いつもの公園が駐車待ちするほどの大混雑で、飛鳥の晩春もいいかと足を伸ばしたのである。
まずは飛鳥寺の桜吹雪に打たれ、万葉文化館周辺を散策。
田の半分くらいはレンゲが咲き乱れ、もしくは雀の鉄砲が風に靡いている。
甲高いというか、やや低めだったか野太い雉子の雄の一声に振り向くと、すっぽり隠れるくらいに高く伸びた紫雲英田にちらちら動くものがおる。雀隠れと言うよりは雉子隠れと言ってもよさそうだ。
見渡しても田に出ている村人は一人もなく、飛鳥の田が動き出すのはまだしばらく先と見ゆる。その間は雉子君も安心して逍遥を愉しむことができるというわけだ。

雉走る

立姿佳き裸木に囀れる

ここんところ囀りを聞くようになった。

今日の主は櫟の大木のホオジロ君。
最初はこの木に啼いていると分かっていてもなかなか発見できなかった。何人かが木を見上げるようにして通り過ぎてゆくが、そのなかのご夫婦があそこだと教えてくれて、ようやく枝でうまくカムフラージュされてるのを見つけることができた。
特別史跡「巣山古墳」の濠でも、鳴き交わすようなカイツブリの番。

今日は久しぶりに多くの鳥たちが顔を見せてくれて愉しい半日だった。
なかでも、10メートルほどの距離をおいて菜畑から赤い鶏冠が出て、やがておそるおそる出てきた雉の目と目が合ったときの彼の緊張ぶりがおかしかった。
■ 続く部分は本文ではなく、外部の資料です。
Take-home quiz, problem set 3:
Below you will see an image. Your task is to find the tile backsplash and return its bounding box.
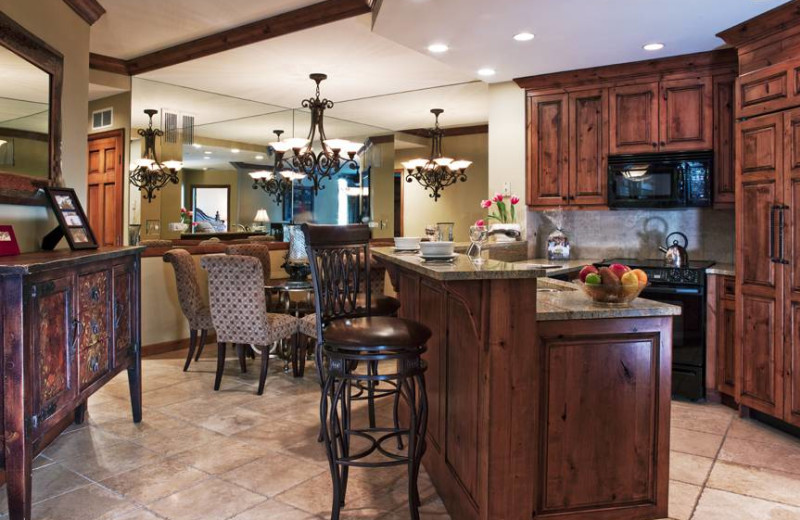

「雉も啼かずば撃たれまいに」ではないが、人家に近い田や畑をぶらり散歩していて危険な目に合わない方がおかしく、人が来ても飛び去るでなく、用水路に隠れたり菜畑に逃げ込んだり、その何となく不器用な生き方に声援したくなった。

粗鋤の田を蹴り雉子のひた走る

棲み分け

眠りたる里田の畦の雉子かな

「きぎす」、雉である。

探鳥会ではるか先の畦を悠然と雉が歩いているのを発見。
一段高い道路を隔てて倉庫めいた建物があり、人がいるというのに実にのんびりとしたものだ。
しばらく畦を逍遥するかのようにゆっくり移動していたが、やがて藪の中へ姿を消した。
古墳公園の林と里山の境界のような場所での発見である。
雉もまた人間のすぐ近くで棲息する生きものである。